Oct. 8 (Bloomberg) -- Fiat SpA, the Italian carmaker which controls Chrysler Group LLC, fell in Milan trading after a newspaper report that the country’s market regulator is investigating the size and purpose of the company’s cash pile.
Fiat fell as much as 4 percent, the worst performer both in Italy’s benchmark FTSE MIB Index and in Bloomberg’s Europe Autos Index. The stock was declining 3.4 percent at 2:18 p.m., giving the company a market value of 5.4 billion euros ($7 billion).
Market regulator Consob is investigating the size and the use of Fiat’s cash, Italian daily Il Messaggero reported today, without citing anyone. A Consob spokesman declined to comment. Fiat, based in Turin, said in a statement that it’s not “aware” of any investigation by Consob on alleged irregularities of its cash position,
The Italian carmaker’s total available liquidity rose to 22.7 billion euros at the end of the second quarter from 21.4 billion euros at the end of March. Chief Executive Officer Sergio Marchionne said on a conference call with analysts July 31 that he wants to keep an “abnormally high” level of liquidity “in the foreseeable future” to weather the crisis in Europe.

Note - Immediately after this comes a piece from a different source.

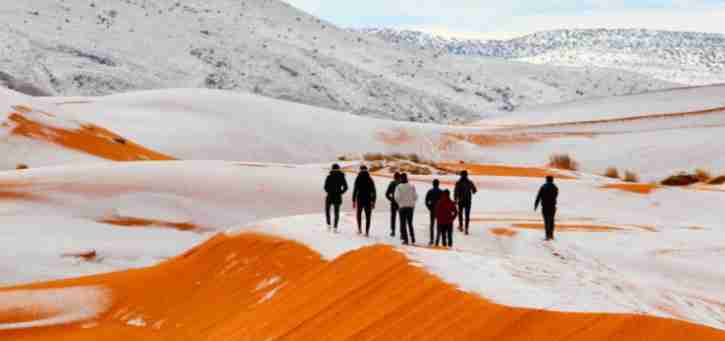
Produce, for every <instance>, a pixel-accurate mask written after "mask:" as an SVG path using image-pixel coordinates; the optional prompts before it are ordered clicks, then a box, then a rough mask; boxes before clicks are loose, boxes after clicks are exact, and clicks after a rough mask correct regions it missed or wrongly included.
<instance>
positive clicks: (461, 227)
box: [458, 202, 471, 234]
mask: <svg viewBox="0 0 725 341" xmlns="http://www.w3.org/2000/svg"><path fill="white" fill-rule="evenodd" d="M464 218H465V219H464ZM470 225H471V203H470V202H459V203H458V230H459V231H461V232H465V233H466V234H468V227H469V226H470ZM464 227H465V230H464Z"/></svg>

“We regularly receive information requests from Consob, including on cash,” Fiat said today. “Any insinuation that Fiat doesn’t have the cash declared in its financial publications is false.”
Marchionne said July 31 that Fiat will wait for “some clarity and some resolution” of Europe’s debt crisis, which is compounding slumping car sales, before bringing cash to normal levels. The executive, who plans to combine the two manufacturers to boost sales to more than 100 billion euros by 2014, is relying on profit from Auburn Hills, Michigan-based Chrysler as Fiat struggles to end losses in Europe.
Marchionne has said that Fiat may use its cash to finance the acquisition of the remaining stake in Chrysler. Fiat now owns 58.5 percent of Chrysler. Marchionne said in a speech Sept. 24 that Consob sent 19 letters to Fiat from April 2010 to October 2011 to get financial details of Fiat’s investments in Italy, which prompted the carmaker to suspend any communication on the so-called Fabbrica Italia plan.